Recursion 3 - Divide and conquer

When confronted with a problem, we can try to solve it by splitting its dimension in half (or more), look for solutions in each of the halves with two recursive calls, and then decide what to do with the found solutions, if any.

Why should we do this? So far we wrote sequential algorithms that basically exploit only one CPU core on one computer, but modern CPUs have multiple cores and data centers multiple servers. If we could keep busy all the CPU cores on all the servers our algorithms would perform way faster.

By partitioning a problem into completely separate parts with a divide and conquer strategy, we might hope it becomes amenable to parallelization. To understand if a strategy really separates the problem into clear-cut parts, without possibility of i.e. recursive calls overwriting data which should only be read by other calls, we might ask ourselves the following question: if we swapped the recursive calls, would we get a different result? If the answer is no, the program is probably going to be a good candidate for parallelization.

Note in these worksheets we only care about the logic and will not actually see how to execute programs in parallel - if interested, search for multithreading programming or big data frameworks such as Spark)

Managing solutions

After we split a problem in halves and do recursive calls on each halve, several cases may occur:

  1. No solution is found

  2. One solution is found

  3. Two solutions are found

case 1): we can only give up

case 2): we have only one solution, so we can just return that one

case 3): we have two solutions, so we need to decide what is the purpose of the algorithm

Is the purpose to …

  • find all possible solutions? Then we return both of them.

  • find the best solution, according to some measure of ‘goodness’? Then we measure each of the solutions and give back the highest scoring one.

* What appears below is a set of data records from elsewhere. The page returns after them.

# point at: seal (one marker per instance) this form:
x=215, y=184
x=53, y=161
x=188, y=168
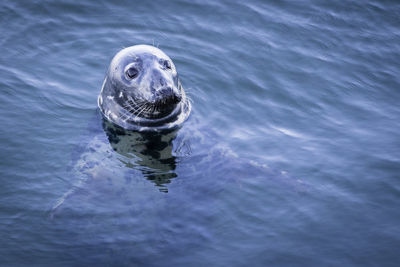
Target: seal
x=142, y=91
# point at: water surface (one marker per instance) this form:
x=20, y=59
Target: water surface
x=290, y=157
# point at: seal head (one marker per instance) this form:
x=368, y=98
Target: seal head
x=142, y=91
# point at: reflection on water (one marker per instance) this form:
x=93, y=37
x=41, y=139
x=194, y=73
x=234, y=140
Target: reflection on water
x=150, y=152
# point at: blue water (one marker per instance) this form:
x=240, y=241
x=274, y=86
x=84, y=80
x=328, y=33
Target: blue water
x=291, y=155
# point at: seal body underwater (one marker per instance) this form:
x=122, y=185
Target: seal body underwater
x=143, y=104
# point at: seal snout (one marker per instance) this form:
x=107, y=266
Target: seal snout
x=168, y=96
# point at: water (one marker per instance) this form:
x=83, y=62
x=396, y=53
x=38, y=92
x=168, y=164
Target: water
x=290, y=157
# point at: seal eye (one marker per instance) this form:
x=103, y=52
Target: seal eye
x=132, y=72
x=167, y=64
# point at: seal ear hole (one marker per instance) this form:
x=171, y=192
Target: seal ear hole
x=132, y=72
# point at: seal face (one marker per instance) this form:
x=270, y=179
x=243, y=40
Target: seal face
x=142, y=91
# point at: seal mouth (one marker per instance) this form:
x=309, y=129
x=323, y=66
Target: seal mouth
x=157, y=109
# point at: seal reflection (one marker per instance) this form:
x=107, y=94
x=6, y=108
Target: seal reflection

  • provide a combination of existing solutions, according to some mixing method? Then we combine the found solutions and give them back

Divide and conquer - SimpleFP style

Example - dsdouble

Suppose we are tasked with reimplementing the double like this:

Take a lst of numbers and RETURN a NEW list with the numbers doubled as in SimpleFP style but this time following a divide and conquer strategy.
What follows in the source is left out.